11 Society, Advanced Cyber/IO, Blog Wisdom, Civil Society, Collective Intelligence, Cultural Intelligence, Hacking
Patrick Meier

Crowdsourcing Solutions and Crisis Information during the Renaissance

Clearly, crowdsourcing is not new, only the word is. After all, crowdsourcing is a methodology, not a technology nor an industry. Perhaps one of my favorite examples of crowdsourcing during the Renaissance surrounds the invention of the marine chronometer, which completely revolutionized long distance sea travel. Thousands of lives were being lost in shipwrecks because longitude coordinates were virtually impossible to determine in the open seas. Finding a solution this problem became critical as the Age of Sail dawned on many European empires.

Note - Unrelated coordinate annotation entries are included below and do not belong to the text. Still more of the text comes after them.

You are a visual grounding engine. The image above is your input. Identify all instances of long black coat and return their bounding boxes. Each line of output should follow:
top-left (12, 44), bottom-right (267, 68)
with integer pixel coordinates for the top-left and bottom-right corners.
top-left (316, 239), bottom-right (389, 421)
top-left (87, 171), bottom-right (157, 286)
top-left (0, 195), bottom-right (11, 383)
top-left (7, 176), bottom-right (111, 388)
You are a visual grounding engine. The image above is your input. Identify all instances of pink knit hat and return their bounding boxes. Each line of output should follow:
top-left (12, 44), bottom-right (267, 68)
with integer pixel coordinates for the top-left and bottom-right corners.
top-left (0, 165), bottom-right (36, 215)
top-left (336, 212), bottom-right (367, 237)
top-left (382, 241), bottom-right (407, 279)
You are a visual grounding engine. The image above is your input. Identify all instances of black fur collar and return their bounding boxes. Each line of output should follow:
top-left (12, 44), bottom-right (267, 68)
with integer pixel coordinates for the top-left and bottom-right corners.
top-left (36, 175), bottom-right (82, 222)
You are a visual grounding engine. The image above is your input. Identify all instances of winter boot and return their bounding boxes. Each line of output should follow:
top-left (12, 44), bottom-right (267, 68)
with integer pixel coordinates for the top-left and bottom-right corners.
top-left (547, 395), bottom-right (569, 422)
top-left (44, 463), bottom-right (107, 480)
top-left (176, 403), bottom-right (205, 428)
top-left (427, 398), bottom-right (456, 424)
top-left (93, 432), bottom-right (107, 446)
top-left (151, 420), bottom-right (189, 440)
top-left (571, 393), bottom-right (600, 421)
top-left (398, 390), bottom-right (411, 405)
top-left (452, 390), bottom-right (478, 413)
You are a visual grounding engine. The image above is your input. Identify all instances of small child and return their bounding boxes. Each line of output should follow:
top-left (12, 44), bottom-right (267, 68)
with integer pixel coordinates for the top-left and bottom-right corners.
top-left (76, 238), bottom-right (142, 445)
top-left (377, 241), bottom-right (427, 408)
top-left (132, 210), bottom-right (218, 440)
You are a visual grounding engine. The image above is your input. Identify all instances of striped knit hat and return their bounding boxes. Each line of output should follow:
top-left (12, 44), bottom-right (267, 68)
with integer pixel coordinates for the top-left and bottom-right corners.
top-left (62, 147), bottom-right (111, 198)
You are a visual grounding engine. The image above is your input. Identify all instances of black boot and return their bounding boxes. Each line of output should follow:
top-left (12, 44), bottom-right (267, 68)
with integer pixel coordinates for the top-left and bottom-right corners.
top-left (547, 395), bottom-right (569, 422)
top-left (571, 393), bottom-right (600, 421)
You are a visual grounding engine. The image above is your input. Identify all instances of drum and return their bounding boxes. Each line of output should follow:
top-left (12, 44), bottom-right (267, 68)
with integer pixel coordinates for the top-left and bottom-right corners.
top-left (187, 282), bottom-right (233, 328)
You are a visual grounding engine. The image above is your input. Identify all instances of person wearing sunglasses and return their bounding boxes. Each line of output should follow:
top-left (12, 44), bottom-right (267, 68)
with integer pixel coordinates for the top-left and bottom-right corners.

So the Spanish King, Dutch Merchants and others turned to crowdsourcing by offering major prize money for a solution. The British government even launched the “Longitude Prize” which was established through an Act of Parliament in 1714 and administered by the “Board of Longitude.” This board brought together the greatest scientific minds of the time to work on the problem, including Sir Isaac Newton. Galileo was also said to have taken up the challenge.

. . . . . . .

Interestingly, the person who provided the most breakthroughs—and thus received the most prize money—was the son of a carpenter, the self-educated British clockmaker John Harrison.  And so, as noted by Peter LaMotte, “by allowing anyone to participate in solving the problem, a solution was found for a puzzle that had baffled some of the brightest minds in history (even Galileo!). In the end, it was found by someone who would never have been tapped to solve it to begin with.”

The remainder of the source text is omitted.